Closed abaheti95 closed 7 months ago
No worries. I wrote a very short script which does the job
# We will split the ACL bib file into multiple files such that each is < 50MB
import sys
import os
from time import time
import logging
logging.basicConfig(level=logging.INFO, format="%(asctime)s [%(levelname)s] %(message)s")
def save_in_txt(list_of_strings, save_file, no_strip=False):
with open(save_file, "w") as writer:
for line in list_of_strings:
if not no_strip:
line = line.strip()
writer.write(f"{line}\n")
def load_from_txt(txt_file):
with open(txt_file, "r") as reader:
all_lines = list()
for line in reader:
line = line.strip()
all_lines.append(line)
return all_lines
acl_bib_file = "anthology.bib"
# Load the bib file
start_time = time()
bib_data = load_from_txt(acl_bib_file)
logging.info(f"Loaded {len(bib_data)} lines from {acl_bib_file} in {time()-start_time:.2f} seconds")

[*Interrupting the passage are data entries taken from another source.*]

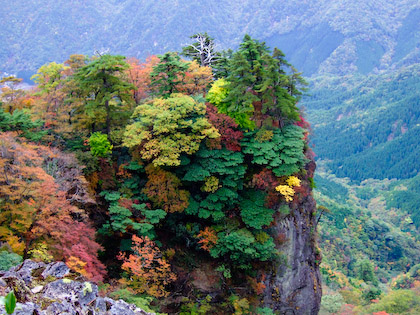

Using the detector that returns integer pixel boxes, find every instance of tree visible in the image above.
[0,76,25,113]
[118,235,176,297]
[126,56,160,105]
[74,55,133,136]
[225,35,299,126]
[181,33,220,67]
[123,94,220,166]
[0,132,105,281]
[177,60,213,95]
[150,52,189,98]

# We need to find a line with "}" and split the file there
# We will keep track of the size of the file and split it when it exceeds 50MB
file_size = 0
file_num = 1
total_entries = sum([1 for line in bib_data if line == "}"])
# total_entries = 92402
# We will keep 70K entries in each file
entries_per_file = 70000
prev_start_index = 0
cur_entries = 0
for i, line in enumerate(bib_data):
if line == "}":
cur_entries += 1
if cur_entries == entries_per_file or i == len(bib_data)-1:
save_in_txt(bib_data[prev_start_index:i+1], f"anthology_{file_num}.bib")
logging.info(f"Saved {prev_start_index} to {i} in anthology_{file_num}.bib")
file_num += 1
prev_start_index = i+1
cur_entries = 0
Hi @abaheti95 , due to tight schedule I couldn't finish on it, but I'm preparing a auto-release that weekly (or monthly) updates the splits though I cannot give any ETA currently.